Recently, the Supreme Court upheld the disqualification of 17 dissident legislators approved by the then Karnataka Assembly Speaker K.R. Ramesh Kumar under the Tenth Schedule (Anti-Defection law).

Background

  • In 2019, a motion of no-confidence was to be considered in Karnataka Assembly against the ruling party. During this process, a few of the legislators resigned from their respective parties. However, their resignation was not taken under consideration by the then Assembly Speaker in lieu of the confidence vote that was to be held within a few days.
  • As soon as the trust vote was not achieved during the floor test by the ruling party, the Speaker disqualified those rebellious members. This raised the question of the disqualification of members under the Anti-defection law (Tenth Schedule) versus the role of Speaker to accept their resignation.
  • Also, the Speaker barred those MLAs from contesting elections till the time incumbent Assembly’s term gets over, i.e, by 2023. This raised another question whether disqualification under Tenth Schedule can lead to a bar upon legislators to contest by-elections during the tenure of the incumbent Legislative Assembly.

Supreme Court Ruling

  • Tenth Schedule versus Re-contesting elections: The Supreme Court upheld the disqualification of the dissident legislators however it also held that their ouster does not put any bar upon them from contesting by-polls.
    • According to the Court, ‘neither under the Constitution nor under the statutory scheme (i.e, Representation of the People Act, 1951 or the Anti-Defection Law) it is mentioned that disqualification under the Tenth Schedule would lead to a bar for contesting re-elections.’
    • The court also remarked that even the 91st Amendment Act, 2003 which did not allow a disqualified member to be appointed as a minister, did not give Speaker the power to put a ban upon them to contest elections till the end of the term.
  • Resignation versus Disqualification:
    • A member may choose to resign for a variety of reasons which represents an individual’s choice or will. An elected member if chooses to resign cannot be compelled to continue in the office. Whereas, a disqualification leads to the expulsion of the member from the office, irrespective of their will.
    • In this case, the court observed, ‘on the one hand, resignation does not take away the effect of a prior act that amounts to disqualification. On the other, Speakers are not given a free power to sit on resignation letters indefinitely.’
      • Under Article 190(3) of the Constitution, the Speaker has to ascertain the voluntary and genuine nature of a resignation before accepting it.
      • It is a limited inquiry process only to check if the letter is authentic and if the intent to quit is based on free will. Once it is clear, the Speaker has no option but to accept the resignation.
    • The Court also observed that a pending disqualification action does not become nonfunctional by mere submission of the resignation letter. This would defeat the purpose of the Tenth Schedule if it was held that disqualification proceedings would become unfruitful upon tendering resignation.

Anti-Defection Law

  • The Anti-Defection Law was passed in 1985 through the 52nd Amendment to the Constitution. It added the Tenth Schedule to the Indian Constitution. The main intent of the law was to combat “the evil of political defections”.
  • According to it, a member of a House belonging to any political party becomes disqualified for being a member of the House, (a) if he voluntarily gives up his membership of such political party; or (b) if he votes or abstains from voting in such House contrary to any direction issued by his political party without obtaining prior permission of such party and such act has not been condoned by the party within 15 days.
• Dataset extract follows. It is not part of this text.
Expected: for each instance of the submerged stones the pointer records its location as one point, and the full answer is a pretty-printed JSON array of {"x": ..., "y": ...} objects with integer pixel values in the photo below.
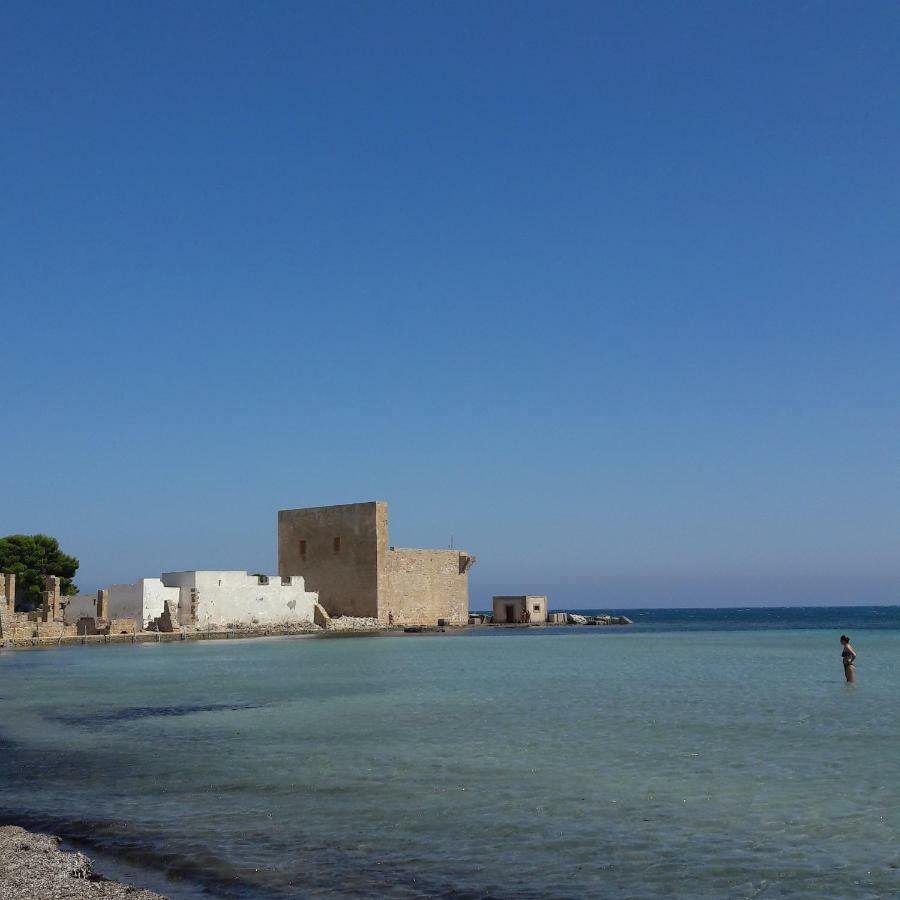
[{"x": 32, "y": 867}]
Powers of Speaker with regard to Anti-Defection Law

  • Any question regarding disqualification arising out of defection is to be decided by the presiding officer of the House.
  • After Kihoto Hollohan versus Zachilhu case (1993), the Supreme Court declared that the decision of the presiding officer is not final and can be questioned in any court. It is subject to judicial review on the grounds of malafide, perversity, etc.